For many years, organized criminal groups have targeted neighboring countries, driving or flying from one place to the other seeking easy hits and vulnerabilities.
Fraudsters either use foreign payment cards skimmed elsewhere, phish for data on the Internet, or shop on one of the many live “dump sites” where a large variety of consumer data are sold as on an auction site.
Data of thousands of innocent customers circulates daily on dodgy websites and underground forums. When taken down, they reappear under other names with the same speed.
This happens time and time again because there are still no applicable laws in effect today to safeguard from such reoccurrences of fraudulent activity.
ATM fraud, for example, has increased significantly in the UK over the past five years, although it accounts for less than 10% of all card fraud there.
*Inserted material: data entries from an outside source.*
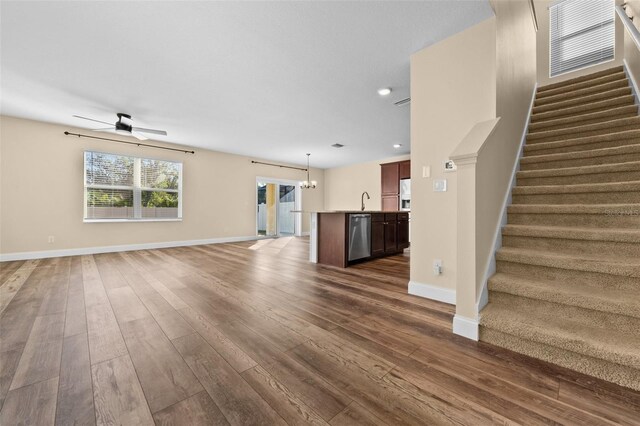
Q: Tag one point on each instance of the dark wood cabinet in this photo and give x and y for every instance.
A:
(403, 232)
(390, 178)
(377, 235)
(390, 203)
(391, 173)
(404, 169)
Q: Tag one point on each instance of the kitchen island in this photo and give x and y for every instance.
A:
(341, 238)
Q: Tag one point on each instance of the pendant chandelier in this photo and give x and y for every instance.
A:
(308, 184)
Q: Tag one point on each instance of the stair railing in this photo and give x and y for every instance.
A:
(628, 24)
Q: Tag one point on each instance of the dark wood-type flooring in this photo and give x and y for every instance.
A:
(251, 333)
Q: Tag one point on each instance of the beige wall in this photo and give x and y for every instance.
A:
(542, 13)
(631, 52)
(41, 193)
(453, 86)
(343, 186)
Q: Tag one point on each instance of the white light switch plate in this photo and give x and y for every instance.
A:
(440, 185)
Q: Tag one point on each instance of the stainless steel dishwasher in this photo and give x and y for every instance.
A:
(359, 236)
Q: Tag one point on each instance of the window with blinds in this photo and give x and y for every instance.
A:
(121, 187)
(581, 34)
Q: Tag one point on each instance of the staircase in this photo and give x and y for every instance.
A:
(567, 286)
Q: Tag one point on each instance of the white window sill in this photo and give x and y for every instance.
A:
(131, 220)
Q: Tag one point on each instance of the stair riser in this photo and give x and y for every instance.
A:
(579, 198)
(631, 220)
(582, 109)
(624, 376)
(569, 275)
(567, 134)
(584, 119)
(563, 245)
(582, 85)
(624, 176)
(580, 93)
(623, 91)
(577, 162)
(543, 127)
(581, 147)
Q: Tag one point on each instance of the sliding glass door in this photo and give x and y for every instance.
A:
(277, 203)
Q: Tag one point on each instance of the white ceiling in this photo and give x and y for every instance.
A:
(271, 80)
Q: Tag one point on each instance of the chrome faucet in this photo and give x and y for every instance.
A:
(362, 199)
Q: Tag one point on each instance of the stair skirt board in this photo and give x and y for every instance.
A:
(566, 287)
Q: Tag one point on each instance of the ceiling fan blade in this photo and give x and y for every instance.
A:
(91, 119)
(139, 136)
(155, 132)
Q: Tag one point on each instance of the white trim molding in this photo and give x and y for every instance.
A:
(466, 327)
(27, 255)
(432, 292)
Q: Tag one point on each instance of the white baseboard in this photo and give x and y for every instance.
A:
(466, 327)
(432, 292)
(110, 249)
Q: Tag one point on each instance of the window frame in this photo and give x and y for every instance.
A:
(587, 65)
(137, 190)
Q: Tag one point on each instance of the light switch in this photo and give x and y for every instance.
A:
(440, 185)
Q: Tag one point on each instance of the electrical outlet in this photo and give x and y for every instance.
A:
(440, 185)
(437, 267)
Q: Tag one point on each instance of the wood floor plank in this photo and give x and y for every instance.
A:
(75, 397)
(199, 410)
(163, 374)
(75, 317)
(31, 405)
(231, 352)
(41, 355)
(14, 282)
(118, 396)
(355, 415)
(240, 404)
(290, 407)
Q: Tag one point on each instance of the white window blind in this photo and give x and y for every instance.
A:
(131, 188)
(581, 34)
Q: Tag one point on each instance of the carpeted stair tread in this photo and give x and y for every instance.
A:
(567, 283)
(583, 100)
(583, 108)
(629, 137)
(584, 296)
(573, 87)
(582, 188)
(601, 152)
(581, 92)
(596, 209)
(604, 264)
(582, 119)
(574, 233)
(612, 126)
(612, 372)
(588, 77)
(580, 170)
(587, 332)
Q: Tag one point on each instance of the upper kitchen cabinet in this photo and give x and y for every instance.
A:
(390, 179)
(392, 174)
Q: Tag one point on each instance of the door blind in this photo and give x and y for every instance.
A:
(581, 34)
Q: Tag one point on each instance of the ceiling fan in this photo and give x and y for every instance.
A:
(125, 128)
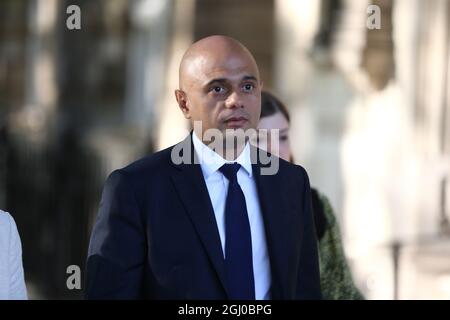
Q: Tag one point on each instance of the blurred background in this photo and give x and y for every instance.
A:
(370, 119)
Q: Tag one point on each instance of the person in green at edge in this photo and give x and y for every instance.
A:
(335, 275)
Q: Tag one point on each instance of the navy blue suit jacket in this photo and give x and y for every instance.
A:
(156, 235)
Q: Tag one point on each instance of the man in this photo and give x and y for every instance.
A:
(219, 229)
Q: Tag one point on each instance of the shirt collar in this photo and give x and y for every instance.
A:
(211, 161)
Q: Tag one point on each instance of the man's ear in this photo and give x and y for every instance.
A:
(180, 95)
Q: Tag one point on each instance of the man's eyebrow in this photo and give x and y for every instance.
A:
(219, 80)
(250, 78)
(223, 80)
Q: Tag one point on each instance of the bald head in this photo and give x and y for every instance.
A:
(211, 53)
(219, 85)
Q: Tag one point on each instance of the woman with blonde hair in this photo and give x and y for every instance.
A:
(335, 276)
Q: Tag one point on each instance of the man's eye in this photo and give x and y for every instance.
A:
(217, 89)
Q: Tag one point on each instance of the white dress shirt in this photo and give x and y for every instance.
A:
(12, 283)
(217, 185)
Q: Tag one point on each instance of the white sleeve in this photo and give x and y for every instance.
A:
(17, 288)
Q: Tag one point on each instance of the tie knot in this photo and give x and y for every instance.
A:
(230, 170)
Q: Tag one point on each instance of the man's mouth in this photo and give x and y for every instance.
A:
(235, 122)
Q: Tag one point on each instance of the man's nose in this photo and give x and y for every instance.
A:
(234, 100)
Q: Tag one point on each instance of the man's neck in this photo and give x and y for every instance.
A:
(229, 153)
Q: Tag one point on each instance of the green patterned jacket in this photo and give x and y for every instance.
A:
(335, 275)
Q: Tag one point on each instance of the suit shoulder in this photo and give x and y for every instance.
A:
(155, 162)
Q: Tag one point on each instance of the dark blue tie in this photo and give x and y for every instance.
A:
(238, 241)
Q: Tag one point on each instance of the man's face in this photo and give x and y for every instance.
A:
(223, 91)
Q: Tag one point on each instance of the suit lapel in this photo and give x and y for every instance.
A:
(190, 184)
(277, 228)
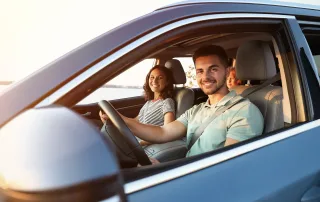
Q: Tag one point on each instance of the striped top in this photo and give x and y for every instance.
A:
(153, 112)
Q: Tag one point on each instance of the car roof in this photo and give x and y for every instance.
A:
(262, 2)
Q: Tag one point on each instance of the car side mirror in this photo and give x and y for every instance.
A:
(53, 154)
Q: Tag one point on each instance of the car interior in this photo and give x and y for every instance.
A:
(256, 59)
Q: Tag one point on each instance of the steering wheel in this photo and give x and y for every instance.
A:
(126, 134)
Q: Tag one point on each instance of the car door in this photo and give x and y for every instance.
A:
(281, 166)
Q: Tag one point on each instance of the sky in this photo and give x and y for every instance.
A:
(36, 32)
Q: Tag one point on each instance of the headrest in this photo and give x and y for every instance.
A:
(255, 61)
(179, 76)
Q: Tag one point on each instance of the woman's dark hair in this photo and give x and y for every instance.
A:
(167, 92)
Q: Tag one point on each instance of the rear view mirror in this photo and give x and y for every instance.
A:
(53, 154)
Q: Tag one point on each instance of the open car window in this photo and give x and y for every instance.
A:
(127, 84)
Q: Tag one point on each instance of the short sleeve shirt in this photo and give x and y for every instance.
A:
(153, 112)
(240, 122)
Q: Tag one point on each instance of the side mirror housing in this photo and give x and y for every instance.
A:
(54, 154)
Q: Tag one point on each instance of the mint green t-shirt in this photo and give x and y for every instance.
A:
(240, 122)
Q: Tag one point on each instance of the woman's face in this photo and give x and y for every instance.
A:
(231, 80)
(157, 81)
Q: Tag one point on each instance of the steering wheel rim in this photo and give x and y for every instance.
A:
(126, 133)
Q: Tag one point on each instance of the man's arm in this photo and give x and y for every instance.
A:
(156, 134)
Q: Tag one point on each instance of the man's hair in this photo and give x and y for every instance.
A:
(212, 50)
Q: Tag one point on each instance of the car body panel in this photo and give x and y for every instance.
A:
(281, 166)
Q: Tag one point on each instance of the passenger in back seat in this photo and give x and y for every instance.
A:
(160, 107)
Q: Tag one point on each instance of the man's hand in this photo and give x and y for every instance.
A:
(153, 162)
(103, 117)
(144, 143)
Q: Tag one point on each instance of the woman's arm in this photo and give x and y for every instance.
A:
(169, 117)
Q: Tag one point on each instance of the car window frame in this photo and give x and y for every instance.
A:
(245, 144)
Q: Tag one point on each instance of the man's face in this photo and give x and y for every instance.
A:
(211, 74)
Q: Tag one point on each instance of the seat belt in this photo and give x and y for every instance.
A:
(237, 99)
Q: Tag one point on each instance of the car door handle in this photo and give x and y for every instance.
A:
(86, 114)
(312, 195)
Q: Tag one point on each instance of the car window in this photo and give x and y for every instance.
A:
(313, 40)
(127, 84)
(189, 69)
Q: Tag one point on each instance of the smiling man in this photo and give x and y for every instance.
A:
(207, 129)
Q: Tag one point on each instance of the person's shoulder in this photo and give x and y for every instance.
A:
(169, 99)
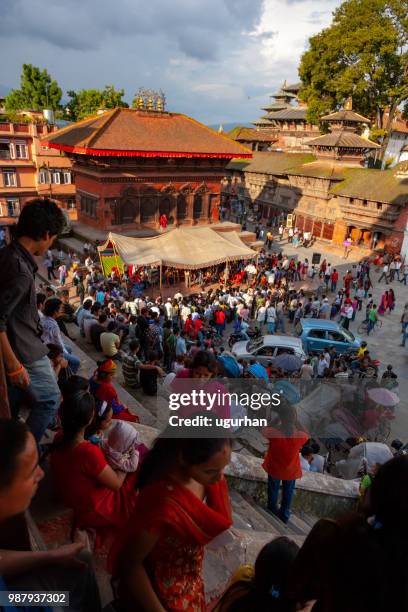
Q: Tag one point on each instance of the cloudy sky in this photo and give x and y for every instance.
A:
(216, 60)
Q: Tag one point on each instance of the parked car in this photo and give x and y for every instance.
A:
(318, 335)
(267, 348)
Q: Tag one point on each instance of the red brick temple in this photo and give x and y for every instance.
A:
(132, 166)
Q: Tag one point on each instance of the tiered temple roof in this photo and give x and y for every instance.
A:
(244, 134)
(343, 142)
(137, 133)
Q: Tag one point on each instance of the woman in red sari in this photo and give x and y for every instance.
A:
(99, 495)
(182, 505)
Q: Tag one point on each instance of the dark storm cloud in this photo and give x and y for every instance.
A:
(198, 27)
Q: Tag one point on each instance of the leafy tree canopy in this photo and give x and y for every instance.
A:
(88, 101)
(362, 54)
(37, 91)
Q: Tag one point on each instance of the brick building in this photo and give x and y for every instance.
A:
(328, 190)
(28, 169)
(131, 166)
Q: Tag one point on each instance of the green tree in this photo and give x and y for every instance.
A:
(37, 91)
(87, 102)
(362, 54)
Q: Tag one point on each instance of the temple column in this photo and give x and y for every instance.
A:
(189, 220)
(137, 216)
(205, 214)
(157, 211)
(173, 208)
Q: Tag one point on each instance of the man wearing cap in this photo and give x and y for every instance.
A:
(347, 313)
(324, 309)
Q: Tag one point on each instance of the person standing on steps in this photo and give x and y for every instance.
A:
(282, 462)
(28, 369)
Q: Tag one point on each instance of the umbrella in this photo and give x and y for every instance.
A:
(384, 397)
(287, 390)
(288, 362)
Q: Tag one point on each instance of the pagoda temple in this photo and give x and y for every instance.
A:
(286, 119)
(133, 165)
(343, 143)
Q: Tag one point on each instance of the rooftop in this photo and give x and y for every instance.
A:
(271, 162)
(134, 133)
(346, 115)
(400, 125)
(288, 114)
(371, 184)
(318, 169)
(293, 87)
(361, 183)
(247, 134)
(343, 140)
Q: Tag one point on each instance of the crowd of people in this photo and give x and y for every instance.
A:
(157, 508)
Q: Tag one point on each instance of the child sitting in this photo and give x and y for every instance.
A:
(122, 448)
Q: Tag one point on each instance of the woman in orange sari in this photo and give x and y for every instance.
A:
(182, 505)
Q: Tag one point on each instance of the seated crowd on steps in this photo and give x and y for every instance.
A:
(156, 510)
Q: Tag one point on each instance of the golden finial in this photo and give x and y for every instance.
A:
(348, 105)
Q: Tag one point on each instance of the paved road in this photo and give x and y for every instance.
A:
(383, 344)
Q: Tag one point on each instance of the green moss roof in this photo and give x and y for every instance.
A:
(375, 185)
(319, 169)
(271, 162)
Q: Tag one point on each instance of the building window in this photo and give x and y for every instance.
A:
(197, 206)
(21, 150)
(43, 176)
(5, 150)
(9, 178)
(11, 208)
(88, 205)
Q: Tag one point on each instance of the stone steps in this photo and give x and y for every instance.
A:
(250, 515)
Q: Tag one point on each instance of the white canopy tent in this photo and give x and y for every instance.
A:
(184, 248)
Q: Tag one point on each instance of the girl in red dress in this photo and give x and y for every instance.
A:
(102, 389)
(182, 505)
(99, 496)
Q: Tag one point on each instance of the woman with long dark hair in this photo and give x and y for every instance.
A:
(360, 562)
(99, 495)
(263, 587)
(182, 505)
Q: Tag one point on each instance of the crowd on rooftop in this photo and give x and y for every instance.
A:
(158, 508)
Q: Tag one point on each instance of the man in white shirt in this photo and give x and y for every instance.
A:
(271, 318)
(260, 316)
(347, 314)
(322, 366)
(384, 274)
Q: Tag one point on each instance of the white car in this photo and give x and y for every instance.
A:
(267, 348)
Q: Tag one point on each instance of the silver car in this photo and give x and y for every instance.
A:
(266, 348)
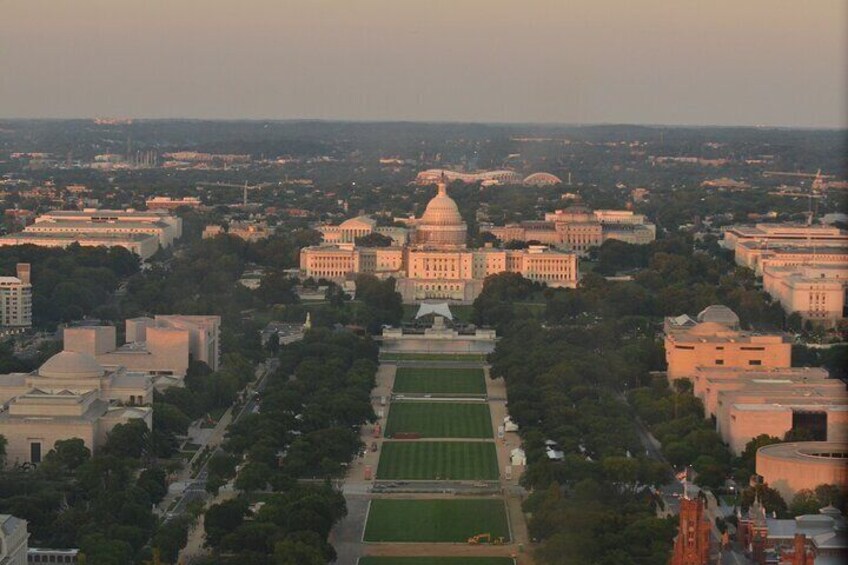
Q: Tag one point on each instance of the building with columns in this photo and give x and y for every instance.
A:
(816, 292)
(437, 264)
(715, 340)
(160, 347)
(579, 229)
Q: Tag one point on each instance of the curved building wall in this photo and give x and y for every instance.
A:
(790, 467)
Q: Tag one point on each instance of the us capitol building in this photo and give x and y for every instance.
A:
(433, 262)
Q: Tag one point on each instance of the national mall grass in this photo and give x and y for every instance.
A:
(436, 380)
(436, 561)
(440, 419)
(434, 520)
(438, 460)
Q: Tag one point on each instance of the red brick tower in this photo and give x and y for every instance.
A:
(692, 546)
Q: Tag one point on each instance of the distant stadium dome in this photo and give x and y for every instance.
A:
(542, 179)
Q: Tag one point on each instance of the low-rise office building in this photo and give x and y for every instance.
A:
(790, 467)
(817, 293)
(16, 299)
(809, 539)
(142, 233)
(160, 346)
(785, 234)
(758, 255)
(711, 342)
(143, 245)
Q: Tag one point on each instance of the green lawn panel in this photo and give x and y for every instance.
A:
(437, 520)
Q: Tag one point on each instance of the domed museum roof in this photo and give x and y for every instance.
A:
(71, 365)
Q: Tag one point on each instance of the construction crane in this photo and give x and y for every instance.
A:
(245, 187)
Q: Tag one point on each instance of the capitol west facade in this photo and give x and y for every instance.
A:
(437, 264)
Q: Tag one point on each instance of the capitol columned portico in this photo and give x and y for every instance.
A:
(438, 264)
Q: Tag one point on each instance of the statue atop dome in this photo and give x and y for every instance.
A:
(441, 225)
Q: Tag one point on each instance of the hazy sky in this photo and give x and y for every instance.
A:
(751, 62)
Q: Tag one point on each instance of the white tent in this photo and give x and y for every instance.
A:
(439, 309)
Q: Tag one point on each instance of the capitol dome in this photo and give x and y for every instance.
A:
(441, 223)
(71, 365)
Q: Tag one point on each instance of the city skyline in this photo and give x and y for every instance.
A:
(760, 63)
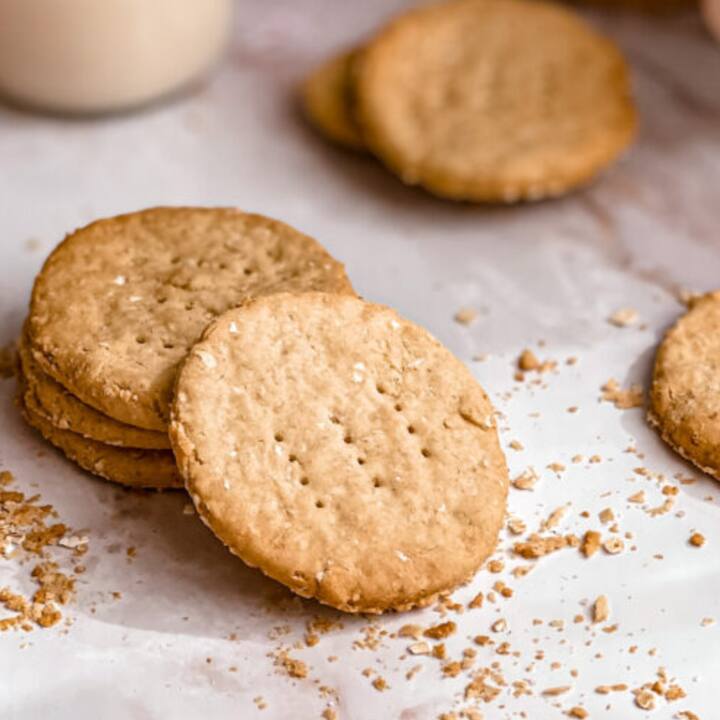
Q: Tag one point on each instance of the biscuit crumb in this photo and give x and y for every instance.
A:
(293, 667)
(25, 531)
(645, 699)
(606, 516)
(601, 609)
(537, 546)
(622, 399)
(411, 630)
(442, 631)
(554, 519)
(516, 526)
(477, 601)
(578, 712)
(526, 480)
(419, 648)
(605, 689)
(613, 546)
(591, 543)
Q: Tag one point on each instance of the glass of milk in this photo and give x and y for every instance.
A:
(96, 56)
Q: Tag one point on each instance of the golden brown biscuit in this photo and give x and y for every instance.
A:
(685, 393)
(341, 449)
(119, 303)
(152, 469)
(327, 104)
(493, 100)
(66, 412)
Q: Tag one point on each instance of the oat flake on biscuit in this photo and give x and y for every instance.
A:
(368, 495)
(116, 344)
(493, 100)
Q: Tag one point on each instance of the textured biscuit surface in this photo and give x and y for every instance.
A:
(152, 469)
(119, 303)
(685, 394)
(493, 100)
(341, 449)
(66, 412)
(326, 101)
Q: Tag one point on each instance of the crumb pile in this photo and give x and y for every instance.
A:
(29, 535)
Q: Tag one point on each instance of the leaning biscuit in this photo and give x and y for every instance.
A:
(326, 101)
(63, 410)
(493, 100)
(685, 393)
(151, 469)
(341, 449)
(120, 302)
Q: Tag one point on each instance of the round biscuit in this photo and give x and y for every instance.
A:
(493, 100)
(341, 449)
(66, 412)
(119, 303)
(684, 400)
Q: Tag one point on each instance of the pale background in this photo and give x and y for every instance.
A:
(552, 271)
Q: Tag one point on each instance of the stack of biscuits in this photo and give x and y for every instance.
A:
(324, 439)
(117, 306)
(481, 100)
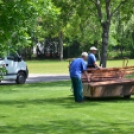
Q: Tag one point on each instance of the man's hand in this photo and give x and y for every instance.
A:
(86, 74)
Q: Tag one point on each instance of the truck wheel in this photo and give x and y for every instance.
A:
(21, 78)
(127, 96)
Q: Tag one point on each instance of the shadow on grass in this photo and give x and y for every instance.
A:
(66, 102)
(71, 126)
(38, 85)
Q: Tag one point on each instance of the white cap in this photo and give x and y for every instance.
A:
(85, 54)
(93, 48)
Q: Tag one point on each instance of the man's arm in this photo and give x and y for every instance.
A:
(96, 65)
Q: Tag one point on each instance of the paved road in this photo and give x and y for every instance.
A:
(35, 78)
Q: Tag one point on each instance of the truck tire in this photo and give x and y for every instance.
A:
(21, 78)
(127, 96)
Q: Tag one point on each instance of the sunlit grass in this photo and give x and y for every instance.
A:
(57, 67)
(49, 108)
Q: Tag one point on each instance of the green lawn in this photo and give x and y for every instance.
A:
(49, 108)
(57, 67)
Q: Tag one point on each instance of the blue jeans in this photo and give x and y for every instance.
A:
(77, 88)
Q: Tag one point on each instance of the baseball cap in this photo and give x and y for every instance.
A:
(93, 48)
(84, 54)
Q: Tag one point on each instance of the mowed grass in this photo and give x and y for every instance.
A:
(57, 67)
(49, 108)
Card skimming at ATMs is a growing trend, often perpetrated by organized Eastern European criminal gangs.
When perpetrators eventually are arrested, it’s often revealed that they’re foreign nationals who have data stolen from another country to buy goods in yet another country. Therefore, the local charges typically are minor and risks to the perpetrator are minimal.
Prosecutors or examining judges often don’t want to invest further efforts as the local impact often is low. In many cases, the crimes never end in conviction.
There are large differences in approach when taking into account most European Union countries, not only on the law enforcement side but also in terms of cooperation, the exchange of information, the possibility of convictions, and data privacy laws.
But the biggest questions remain unanswered: What about the money flow? Where are funds being transferred to?
There are a wide variety of “money transfer” facilities that have no interest in being compliant with anti-money laundering regulations. Such facilities provide safe havens for fraudulent transactions.
Throughout Europe, more of these small, family-owned money transfer/international phone shops are opening. It has become apparent that these types of organizations are mainly run by a weary group of people with an unclear business involvement.